“Saya percaya peran jurnalisme adalah menjadi lentera, yang memungkinkan masyarakat menggunakan hak untuk mengetahui dan memahami; saya percaya hak asasi manusia adalah sesuatu yang tidak dapat dinegosiasikan. Selama saya hidup, saya akan terus menulis dan tulisan membuat saya terus hidup.” ~Lidya Cacho
Itulah ucapan Lydia Maria Cacho Ribeiro ketika mendapat penghargaan Gillermo Cano-UNESCO 2008, bertepatan dengan peringatan Hari Kebebasan Pers Sedunia, 3 Mei 2008.

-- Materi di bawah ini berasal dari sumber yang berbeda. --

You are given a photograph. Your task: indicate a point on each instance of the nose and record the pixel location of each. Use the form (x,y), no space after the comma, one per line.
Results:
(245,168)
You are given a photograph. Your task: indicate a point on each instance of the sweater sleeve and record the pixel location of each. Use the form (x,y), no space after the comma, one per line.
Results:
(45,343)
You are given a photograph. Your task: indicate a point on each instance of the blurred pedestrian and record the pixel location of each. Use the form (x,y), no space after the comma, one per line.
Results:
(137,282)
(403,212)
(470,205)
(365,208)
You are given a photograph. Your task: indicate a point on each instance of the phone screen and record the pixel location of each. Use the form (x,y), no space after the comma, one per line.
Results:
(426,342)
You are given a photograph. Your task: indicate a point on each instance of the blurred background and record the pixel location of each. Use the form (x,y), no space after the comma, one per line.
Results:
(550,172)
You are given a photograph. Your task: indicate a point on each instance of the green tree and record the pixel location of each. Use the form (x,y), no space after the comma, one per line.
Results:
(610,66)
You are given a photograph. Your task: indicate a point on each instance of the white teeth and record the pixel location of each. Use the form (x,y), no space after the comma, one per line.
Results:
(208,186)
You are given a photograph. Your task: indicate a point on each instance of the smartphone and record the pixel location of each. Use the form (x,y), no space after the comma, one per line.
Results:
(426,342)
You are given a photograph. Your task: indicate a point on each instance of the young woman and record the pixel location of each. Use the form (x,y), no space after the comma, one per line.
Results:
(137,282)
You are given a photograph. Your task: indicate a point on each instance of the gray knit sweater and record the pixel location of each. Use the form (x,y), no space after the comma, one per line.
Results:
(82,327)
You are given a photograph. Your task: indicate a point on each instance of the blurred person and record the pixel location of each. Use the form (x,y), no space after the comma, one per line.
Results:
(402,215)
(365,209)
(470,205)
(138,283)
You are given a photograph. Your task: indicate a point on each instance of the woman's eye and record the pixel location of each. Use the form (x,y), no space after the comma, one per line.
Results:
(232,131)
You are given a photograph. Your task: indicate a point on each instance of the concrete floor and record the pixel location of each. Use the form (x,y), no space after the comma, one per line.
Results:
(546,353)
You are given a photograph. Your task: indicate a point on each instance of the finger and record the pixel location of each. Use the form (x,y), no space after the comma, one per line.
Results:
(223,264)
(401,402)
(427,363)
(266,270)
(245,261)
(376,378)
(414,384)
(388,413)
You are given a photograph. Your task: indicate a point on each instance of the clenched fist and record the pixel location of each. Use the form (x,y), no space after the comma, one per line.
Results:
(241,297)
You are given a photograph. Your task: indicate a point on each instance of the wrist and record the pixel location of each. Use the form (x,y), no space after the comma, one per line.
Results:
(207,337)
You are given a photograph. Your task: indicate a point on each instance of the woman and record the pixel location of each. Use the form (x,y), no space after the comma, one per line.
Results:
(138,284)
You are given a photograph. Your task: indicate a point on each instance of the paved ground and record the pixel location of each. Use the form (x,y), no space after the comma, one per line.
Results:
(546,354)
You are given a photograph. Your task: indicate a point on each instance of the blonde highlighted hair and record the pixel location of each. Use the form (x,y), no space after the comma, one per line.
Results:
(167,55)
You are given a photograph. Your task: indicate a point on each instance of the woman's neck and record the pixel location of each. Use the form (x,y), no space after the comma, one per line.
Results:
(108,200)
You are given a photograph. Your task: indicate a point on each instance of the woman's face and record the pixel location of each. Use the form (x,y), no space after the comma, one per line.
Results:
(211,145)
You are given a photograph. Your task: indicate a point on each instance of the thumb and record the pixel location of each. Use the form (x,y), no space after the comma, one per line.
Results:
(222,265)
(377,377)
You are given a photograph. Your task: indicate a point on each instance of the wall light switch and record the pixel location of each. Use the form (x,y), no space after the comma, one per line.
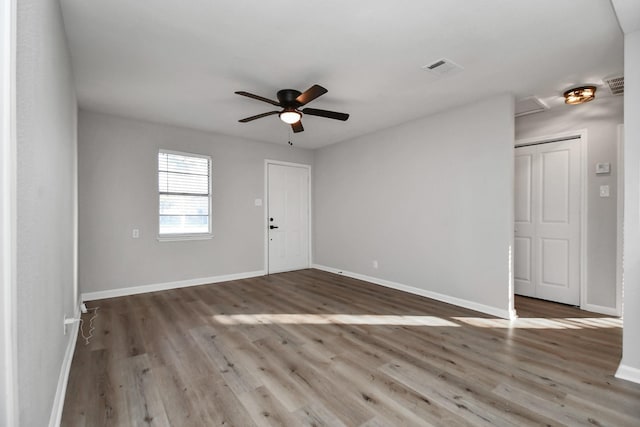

Lydia adalah aktivis hak-hak asasi manusia, seorang feminis kiri dan jurnalis. Oleh Amnesti Internasional, ia disebut sebagai jurnalis investigasi paling terkenal dan mengangkat hak-hak asasi perempuan. Lydia memfokuskan perhatiannya pada kekerasan seksual terhadap perempuan dan anak-anak. Lydia bertumbuh di Meksiko sebagai feminis dan jurnalis yang penuh resiko. Meksiko adalah negeri paling berbahaya bagi jurnalis setelah Irak. Nyawa Lydia nyaris terenggut akibat keberaniannya mengungkap kasus korupsi, politik, kejahatan terorganisir dan kekerasan domestik.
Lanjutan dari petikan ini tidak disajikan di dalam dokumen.